A complex picture, then. Du Toit might be right about perpetrator findings being the tipping point. But I suspect that the weight of resistance to the TRC and its work within the ANC and institutions of the state would have sunk the TRC as a springboard for continuing work anyway.

As scholars like Adam Sitze have pointed out, the TRC was burdened by structural limitations. As Du Toit argues compellingly, its work was seen as threatening by too many powerful people and structures. And as many have documented, constellations of power were shifting through the 1990s and into the 2000s in ways which doomed, or shackled severely, all the country’s instruments for restitution, reparation, transformation and redistribution.
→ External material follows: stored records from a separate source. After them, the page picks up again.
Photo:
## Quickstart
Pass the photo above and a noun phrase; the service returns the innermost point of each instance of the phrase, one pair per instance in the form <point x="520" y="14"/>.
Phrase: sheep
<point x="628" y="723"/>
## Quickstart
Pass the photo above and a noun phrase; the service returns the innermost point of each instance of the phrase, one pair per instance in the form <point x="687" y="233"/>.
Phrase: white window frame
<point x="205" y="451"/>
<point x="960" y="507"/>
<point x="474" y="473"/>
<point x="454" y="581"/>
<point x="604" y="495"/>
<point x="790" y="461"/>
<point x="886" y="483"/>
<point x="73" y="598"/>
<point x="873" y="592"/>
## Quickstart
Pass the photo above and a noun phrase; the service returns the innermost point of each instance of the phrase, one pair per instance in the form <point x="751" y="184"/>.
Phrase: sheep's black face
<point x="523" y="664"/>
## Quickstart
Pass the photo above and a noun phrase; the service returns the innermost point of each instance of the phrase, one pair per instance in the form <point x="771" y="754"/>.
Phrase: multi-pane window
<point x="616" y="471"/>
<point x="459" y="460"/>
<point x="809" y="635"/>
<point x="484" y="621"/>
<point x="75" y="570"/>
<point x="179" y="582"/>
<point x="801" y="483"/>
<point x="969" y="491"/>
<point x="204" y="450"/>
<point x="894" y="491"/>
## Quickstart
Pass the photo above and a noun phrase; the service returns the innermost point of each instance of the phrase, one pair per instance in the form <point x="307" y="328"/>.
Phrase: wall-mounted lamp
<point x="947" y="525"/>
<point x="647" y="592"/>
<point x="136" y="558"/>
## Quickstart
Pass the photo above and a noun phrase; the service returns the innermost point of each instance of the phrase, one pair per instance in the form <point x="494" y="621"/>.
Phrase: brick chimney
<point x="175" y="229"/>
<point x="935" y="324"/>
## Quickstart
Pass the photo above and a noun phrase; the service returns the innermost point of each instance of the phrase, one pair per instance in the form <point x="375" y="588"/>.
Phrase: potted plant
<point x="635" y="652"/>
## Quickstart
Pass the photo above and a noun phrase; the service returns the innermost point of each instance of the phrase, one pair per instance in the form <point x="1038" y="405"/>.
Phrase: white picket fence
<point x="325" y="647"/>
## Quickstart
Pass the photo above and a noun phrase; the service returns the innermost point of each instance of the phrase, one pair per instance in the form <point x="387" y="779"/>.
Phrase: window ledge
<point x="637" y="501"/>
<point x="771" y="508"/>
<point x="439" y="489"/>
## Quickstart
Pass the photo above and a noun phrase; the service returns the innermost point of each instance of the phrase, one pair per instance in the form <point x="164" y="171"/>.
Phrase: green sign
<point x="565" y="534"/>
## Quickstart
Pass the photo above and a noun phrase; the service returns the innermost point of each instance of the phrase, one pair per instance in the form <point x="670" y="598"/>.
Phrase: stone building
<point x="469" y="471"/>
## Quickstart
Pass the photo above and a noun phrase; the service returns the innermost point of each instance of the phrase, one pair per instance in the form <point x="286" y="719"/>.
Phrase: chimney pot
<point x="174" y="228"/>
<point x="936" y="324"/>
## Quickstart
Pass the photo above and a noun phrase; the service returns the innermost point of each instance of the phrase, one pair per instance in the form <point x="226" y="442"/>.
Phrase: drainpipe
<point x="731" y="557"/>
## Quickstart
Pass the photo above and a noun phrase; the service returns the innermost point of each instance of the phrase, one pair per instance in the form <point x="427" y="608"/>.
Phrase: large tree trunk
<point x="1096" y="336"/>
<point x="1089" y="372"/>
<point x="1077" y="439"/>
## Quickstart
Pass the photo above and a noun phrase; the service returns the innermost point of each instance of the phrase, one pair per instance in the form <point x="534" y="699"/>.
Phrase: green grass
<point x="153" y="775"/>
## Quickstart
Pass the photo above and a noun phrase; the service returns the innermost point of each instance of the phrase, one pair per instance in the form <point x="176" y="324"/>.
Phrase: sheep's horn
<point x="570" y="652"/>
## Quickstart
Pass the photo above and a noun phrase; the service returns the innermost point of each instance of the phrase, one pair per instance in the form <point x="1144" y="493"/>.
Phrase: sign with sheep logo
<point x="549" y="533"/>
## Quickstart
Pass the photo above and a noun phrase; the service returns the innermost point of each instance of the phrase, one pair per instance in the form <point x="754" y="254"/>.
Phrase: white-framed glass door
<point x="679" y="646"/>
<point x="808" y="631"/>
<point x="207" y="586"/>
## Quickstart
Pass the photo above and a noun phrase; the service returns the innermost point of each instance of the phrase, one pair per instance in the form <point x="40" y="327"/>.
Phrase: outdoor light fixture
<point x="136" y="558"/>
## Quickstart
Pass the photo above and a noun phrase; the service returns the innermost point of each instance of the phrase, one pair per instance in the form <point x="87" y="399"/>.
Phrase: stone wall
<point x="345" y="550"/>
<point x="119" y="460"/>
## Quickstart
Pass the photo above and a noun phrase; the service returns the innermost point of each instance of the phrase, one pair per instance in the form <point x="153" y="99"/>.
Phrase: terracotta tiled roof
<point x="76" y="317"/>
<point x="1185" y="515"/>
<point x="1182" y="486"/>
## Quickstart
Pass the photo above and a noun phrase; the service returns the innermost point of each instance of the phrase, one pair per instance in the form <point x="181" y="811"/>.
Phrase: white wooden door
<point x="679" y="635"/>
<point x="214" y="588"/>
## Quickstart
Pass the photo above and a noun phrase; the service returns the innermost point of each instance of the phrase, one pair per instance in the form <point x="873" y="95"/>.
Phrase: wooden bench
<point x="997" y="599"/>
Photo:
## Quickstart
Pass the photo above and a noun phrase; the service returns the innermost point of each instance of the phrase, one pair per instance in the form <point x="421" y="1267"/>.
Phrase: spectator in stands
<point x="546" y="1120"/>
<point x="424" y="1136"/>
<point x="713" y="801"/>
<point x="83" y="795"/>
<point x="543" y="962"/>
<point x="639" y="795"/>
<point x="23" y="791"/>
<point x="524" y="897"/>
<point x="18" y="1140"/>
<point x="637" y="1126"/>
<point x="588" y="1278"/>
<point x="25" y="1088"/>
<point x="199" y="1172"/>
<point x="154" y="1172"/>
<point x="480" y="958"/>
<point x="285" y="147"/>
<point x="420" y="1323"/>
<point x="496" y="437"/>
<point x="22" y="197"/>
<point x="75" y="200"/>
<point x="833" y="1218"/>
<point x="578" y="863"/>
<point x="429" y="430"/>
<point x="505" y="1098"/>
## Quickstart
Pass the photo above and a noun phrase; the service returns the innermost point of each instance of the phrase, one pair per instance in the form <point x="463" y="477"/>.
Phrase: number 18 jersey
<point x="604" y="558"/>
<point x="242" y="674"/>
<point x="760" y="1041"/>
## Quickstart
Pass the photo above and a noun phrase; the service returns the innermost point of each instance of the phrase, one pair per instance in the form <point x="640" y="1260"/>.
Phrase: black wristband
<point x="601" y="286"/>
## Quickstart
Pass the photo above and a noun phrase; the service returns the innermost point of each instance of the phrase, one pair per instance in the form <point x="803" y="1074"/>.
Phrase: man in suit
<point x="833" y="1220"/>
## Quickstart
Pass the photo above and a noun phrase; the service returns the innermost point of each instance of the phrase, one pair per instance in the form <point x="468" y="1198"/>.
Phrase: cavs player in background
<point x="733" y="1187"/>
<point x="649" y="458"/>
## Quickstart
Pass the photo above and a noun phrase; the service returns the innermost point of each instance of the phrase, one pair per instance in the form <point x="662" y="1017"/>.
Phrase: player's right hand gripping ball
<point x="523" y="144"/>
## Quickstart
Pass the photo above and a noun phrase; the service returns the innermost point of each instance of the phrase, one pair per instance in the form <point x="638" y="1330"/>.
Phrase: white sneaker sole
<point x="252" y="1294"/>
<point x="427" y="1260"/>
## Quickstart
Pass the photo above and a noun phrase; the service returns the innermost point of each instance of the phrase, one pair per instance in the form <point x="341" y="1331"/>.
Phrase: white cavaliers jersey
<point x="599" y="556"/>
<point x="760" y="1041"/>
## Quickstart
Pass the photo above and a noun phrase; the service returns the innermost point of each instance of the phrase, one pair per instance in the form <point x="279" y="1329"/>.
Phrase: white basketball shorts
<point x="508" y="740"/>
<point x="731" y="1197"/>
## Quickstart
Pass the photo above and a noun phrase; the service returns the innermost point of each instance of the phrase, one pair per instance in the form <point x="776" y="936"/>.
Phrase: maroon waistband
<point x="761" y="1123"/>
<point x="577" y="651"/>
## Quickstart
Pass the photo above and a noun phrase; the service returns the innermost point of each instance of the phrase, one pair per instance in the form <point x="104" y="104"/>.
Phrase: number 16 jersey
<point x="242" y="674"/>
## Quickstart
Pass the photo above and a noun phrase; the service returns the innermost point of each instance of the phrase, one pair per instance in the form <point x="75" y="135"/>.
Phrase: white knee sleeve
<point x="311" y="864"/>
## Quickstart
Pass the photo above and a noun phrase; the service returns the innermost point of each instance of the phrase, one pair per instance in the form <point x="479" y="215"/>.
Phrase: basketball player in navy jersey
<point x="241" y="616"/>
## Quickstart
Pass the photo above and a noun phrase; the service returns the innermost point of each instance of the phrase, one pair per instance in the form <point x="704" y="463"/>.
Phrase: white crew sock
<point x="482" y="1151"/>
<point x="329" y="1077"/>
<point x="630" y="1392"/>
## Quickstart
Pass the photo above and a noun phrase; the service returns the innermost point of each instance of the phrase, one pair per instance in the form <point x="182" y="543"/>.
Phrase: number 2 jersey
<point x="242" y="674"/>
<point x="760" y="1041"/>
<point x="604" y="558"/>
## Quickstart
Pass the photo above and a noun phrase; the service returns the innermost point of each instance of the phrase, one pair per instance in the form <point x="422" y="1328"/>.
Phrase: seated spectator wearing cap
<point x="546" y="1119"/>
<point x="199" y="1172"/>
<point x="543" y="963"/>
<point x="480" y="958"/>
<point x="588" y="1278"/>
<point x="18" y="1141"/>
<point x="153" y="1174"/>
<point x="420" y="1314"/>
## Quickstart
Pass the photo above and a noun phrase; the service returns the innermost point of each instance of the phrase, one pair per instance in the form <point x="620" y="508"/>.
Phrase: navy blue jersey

Needless to say, given where South Africa finds itself today, without these instruments working well, there can be no meaningful reckoning with oppressive pasts. There can be no reconciliation. And there can be no liberatory future. Obviously a lot has changed in the country through three decades, horizons of possibility have certainly shifted, and a myriad new challenges are confronting us. Nonetheless, in my view, it is still not too late to revisit and revivify these instruments, from the springboard left by the TRC to the stalled land restitution process, from the abandoned reparations process to the faltering land reform programme. There was a reason why Nelson Mandela gave his Foundation a mandate to keep exploring ways of reckoning with South Africa’s oppressive pasts. And there is a reason why the Foundation is advocating strongly now for the Constitution’s provision for equitable access to land finally to be turned into a lived reality.